Specifically, the total value of individual corporate bonds estimated to mature in 2024 is regarding VND 207 trillion, down 3% over the same period (data excludes corporate bonds bought back before maturity and other corporate bonds repurchased before maturity). Corporate bonds have their term extended as announced until January 10, 2024).
The largest one is the real estate group, accounting for 59.3% of the total maturity value (approximately nearly 123 trillion VND), followed by the Finance – Banking group, accounting for 29.2% of the total maturity value. Compared to the maturity value in 2023, the maturity value of the real estate group increases by 23.7%, and that of the Finance – Banking group increases by 69%.
“In the context that the real estate market is still quiet, the legal clearance for projects is still slow compared to expectations, difficulties for real estate businesses will continue.” next year. Therefore, we believe that pressure on cash flow and the issue of maturing corporate bonds will still be a big challenge for real estate businesses in 2024,” the analysis team assessed. .

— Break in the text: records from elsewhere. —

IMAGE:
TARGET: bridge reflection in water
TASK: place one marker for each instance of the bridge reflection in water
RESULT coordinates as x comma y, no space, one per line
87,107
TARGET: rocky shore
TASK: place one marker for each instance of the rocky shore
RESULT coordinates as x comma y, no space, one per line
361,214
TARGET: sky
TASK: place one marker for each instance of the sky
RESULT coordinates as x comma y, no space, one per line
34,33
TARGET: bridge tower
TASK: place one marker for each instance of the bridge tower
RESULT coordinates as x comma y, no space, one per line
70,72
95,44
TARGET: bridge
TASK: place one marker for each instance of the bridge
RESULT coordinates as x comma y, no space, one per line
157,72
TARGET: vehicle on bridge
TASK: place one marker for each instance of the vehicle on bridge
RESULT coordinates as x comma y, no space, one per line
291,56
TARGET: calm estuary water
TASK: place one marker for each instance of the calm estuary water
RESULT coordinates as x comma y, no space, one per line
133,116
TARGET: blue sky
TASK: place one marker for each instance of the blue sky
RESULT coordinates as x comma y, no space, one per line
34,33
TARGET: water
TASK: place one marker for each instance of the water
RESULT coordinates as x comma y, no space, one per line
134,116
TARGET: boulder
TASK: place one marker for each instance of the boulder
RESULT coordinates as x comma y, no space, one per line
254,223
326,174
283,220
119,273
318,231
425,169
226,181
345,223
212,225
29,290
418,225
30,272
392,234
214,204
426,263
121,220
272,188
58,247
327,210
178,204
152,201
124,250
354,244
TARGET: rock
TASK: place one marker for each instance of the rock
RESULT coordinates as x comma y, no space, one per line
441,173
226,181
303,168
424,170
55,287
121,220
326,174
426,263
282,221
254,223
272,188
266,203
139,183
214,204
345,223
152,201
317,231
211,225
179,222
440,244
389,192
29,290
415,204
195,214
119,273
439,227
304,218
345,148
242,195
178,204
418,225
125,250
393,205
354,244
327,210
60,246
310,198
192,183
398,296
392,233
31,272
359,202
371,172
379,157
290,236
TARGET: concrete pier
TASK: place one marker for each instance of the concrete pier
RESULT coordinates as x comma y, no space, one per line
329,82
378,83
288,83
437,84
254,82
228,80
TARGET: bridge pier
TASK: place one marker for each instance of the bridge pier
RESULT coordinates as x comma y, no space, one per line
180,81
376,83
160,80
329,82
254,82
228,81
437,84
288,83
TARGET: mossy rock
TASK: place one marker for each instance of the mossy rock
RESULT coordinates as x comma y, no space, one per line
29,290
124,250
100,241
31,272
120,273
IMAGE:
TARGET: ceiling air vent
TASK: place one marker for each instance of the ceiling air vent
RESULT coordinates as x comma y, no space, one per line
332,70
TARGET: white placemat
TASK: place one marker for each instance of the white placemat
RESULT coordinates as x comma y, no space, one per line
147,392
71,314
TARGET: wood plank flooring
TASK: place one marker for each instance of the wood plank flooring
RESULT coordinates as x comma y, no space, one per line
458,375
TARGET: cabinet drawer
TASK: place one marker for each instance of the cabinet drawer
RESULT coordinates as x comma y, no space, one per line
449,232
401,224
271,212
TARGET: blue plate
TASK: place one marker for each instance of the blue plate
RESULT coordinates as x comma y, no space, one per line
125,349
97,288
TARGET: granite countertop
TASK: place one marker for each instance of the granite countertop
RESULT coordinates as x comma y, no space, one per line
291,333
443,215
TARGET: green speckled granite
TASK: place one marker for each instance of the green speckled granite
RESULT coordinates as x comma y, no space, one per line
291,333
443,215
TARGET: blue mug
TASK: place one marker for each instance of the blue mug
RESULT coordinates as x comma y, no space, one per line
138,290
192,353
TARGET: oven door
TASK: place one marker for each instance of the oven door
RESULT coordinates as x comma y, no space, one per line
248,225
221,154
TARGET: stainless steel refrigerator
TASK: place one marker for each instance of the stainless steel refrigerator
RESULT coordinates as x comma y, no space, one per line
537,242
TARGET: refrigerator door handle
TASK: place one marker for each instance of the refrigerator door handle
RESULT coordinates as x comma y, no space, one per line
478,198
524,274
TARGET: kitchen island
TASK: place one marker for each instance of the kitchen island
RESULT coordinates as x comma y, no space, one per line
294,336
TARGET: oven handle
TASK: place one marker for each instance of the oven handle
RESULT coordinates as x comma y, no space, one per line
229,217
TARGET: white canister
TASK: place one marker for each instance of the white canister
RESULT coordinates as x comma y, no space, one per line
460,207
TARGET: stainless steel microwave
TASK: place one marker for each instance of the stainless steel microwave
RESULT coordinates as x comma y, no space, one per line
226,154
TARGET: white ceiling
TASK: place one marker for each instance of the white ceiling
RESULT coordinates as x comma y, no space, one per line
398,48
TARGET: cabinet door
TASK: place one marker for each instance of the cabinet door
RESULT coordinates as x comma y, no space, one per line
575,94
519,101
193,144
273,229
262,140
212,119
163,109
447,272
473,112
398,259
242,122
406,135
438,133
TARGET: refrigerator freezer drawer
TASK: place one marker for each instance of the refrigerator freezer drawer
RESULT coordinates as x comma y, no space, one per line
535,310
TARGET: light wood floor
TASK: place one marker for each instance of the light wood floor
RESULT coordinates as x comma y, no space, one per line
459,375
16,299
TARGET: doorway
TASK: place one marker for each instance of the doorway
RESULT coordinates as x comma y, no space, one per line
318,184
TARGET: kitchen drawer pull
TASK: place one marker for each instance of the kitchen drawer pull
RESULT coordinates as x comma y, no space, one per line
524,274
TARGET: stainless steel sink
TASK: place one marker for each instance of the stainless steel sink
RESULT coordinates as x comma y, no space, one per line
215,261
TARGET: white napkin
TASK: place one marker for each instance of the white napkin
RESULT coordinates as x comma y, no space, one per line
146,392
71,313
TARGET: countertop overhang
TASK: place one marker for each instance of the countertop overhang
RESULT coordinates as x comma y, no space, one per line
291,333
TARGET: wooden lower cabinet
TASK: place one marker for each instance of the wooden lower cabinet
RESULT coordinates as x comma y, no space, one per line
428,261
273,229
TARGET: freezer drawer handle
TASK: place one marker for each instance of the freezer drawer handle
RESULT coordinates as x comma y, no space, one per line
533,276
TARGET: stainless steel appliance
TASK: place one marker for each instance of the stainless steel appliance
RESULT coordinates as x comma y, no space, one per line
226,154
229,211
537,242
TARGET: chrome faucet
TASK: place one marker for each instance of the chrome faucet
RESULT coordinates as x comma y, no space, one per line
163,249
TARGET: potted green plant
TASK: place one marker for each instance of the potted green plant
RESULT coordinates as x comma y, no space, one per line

Private corporate bond issuance activities may be quiet once more next year if there is no support policy to replace Decree 08, which expires on December 31, 2023. Private corporate bond issuance activities may quiet down once more, when the provisions in Decree 65 include: regulations on professional securities investors, regulations on mandatory credit ratings officially take effect (these regulations have been discontinued). implemented until December 31, 2023).
“We believe that the application of these regulations is necessary to aim at improving quality to stabilize and develop a sustainable corporate bond market in the long term. However, we believe that the Government The government should research and issue a number of other support policies to replace Decree 08, which expires from January 1, 2024, to effectively support and promote the recovery process of the corporate bond market. lasting.
We expect that with the efforts of both operators and market participants (especially issuers), the corporate bond market can witness a clear and sustainable recovery. stable from the end of 2024,” analysts said.
Previously, on October 23, the Ho Chi Minh City Real Estate Association (HoREA) had proposed to the Prime Minister and the Ministry of Finance to extend the suspension of the above provisions until December 31, 2024. , instead of until December 31, 2023. However, in the opinion of the Ministry of Finance, following more than 8 months of implementing Decree 08, professional securities investors who are individuals have accumulated enough time to meet the regulations for professional securities investors in Decree 65, so there is no need to It is necessary to extend the period of suspension of enforcement of this regulation. Regarding mandatory credit rating regulations, currently, the Ministry of Finance has licensed the business of credit rating services to 3 businesses that meet the conditions and capacity as prescribed by law, including 1 The enterprise’s founding shareholder is Moody’s, the world’s most prestigious credit rating organization. The remaining two enterprises are receiving technical support from S&P and Fitch.